A new bill that would require Connecticut to study its plan to build a third casino could put the Mashantucket Pequots and Mohegan tribes’ joint venture in danger.
In a Thursday meeting of the Connecticut House commerce committee, Rep. Chris Perone raised a concept for the bill that would require the state to study “the costs and benefits of establishing commercial gaming.”
The study would be an analysis on how a third casino would affect jobs and revenues in the state, as well as consider whether to broaden the site search beyond the I-91 and Hartford corridor.
“Let’s make decisions based on the analysis of our overall gaming climate in the state of Connecticut,” said Perone. “That’s what this is really about.”
The bill, if passed, could delay MMCT Venture—the Pequots and Mohegan joint casino project—to open a third commercial casino.
This would be an additional hurdle for the tribes in addition to MGM Resorts’ pending lawsuit challenging the statute that allows the tribes to search for the site.
Connecticut AG George Jepsen said that the legislature has allowed the tribal leaders of tribes to seek proposals for a location of a possible future commercial casino but MMCT still requires another act of the legislature to expand casino gambling beyond their respective reservations.

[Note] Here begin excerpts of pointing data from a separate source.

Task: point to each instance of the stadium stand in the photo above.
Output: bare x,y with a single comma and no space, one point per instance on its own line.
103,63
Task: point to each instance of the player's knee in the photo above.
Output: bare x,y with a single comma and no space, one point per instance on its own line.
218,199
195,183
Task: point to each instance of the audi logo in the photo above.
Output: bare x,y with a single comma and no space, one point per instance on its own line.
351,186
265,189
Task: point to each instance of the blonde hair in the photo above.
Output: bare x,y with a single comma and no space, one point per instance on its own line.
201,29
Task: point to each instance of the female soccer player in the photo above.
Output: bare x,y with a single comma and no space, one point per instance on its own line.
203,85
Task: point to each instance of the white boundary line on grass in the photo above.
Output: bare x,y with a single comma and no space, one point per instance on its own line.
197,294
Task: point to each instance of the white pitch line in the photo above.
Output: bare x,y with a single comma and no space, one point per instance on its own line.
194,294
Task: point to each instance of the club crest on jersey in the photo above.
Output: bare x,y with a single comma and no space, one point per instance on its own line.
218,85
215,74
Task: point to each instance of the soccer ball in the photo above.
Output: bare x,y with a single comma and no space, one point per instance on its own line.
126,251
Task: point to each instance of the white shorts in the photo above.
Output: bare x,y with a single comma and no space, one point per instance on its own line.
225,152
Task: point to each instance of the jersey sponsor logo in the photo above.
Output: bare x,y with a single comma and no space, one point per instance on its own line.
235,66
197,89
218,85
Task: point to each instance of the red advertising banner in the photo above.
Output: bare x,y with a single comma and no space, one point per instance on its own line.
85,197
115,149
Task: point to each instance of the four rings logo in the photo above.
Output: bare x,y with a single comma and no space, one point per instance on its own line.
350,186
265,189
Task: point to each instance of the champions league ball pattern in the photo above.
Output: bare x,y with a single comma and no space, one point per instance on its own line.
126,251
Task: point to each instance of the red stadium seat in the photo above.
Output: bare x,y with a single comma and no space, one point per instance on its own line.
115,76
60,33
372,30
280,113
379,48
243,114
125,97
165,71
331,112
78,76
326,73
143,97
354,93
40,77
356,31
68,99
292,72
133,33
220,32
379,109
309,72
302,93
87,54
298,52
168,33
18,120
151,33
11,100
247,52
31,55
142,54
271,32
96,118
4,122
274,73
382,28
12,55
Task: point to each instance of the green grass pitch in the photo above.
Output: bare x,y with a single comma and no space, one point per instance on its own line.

The tribes are in the process of choosing a site from four municipalities that responded to its request for proposals. And the project is slated to compete with the $960 million MGM Springfield, which will open across the border in Massachusetts in 2018. But if the bill were to pass, the chance of the tribes opening first, perhaps in late 2016, would be impossible.
The details of the bill still need to be drafted, according to Perone, but he expects the bill to come to a public hearing on March 1.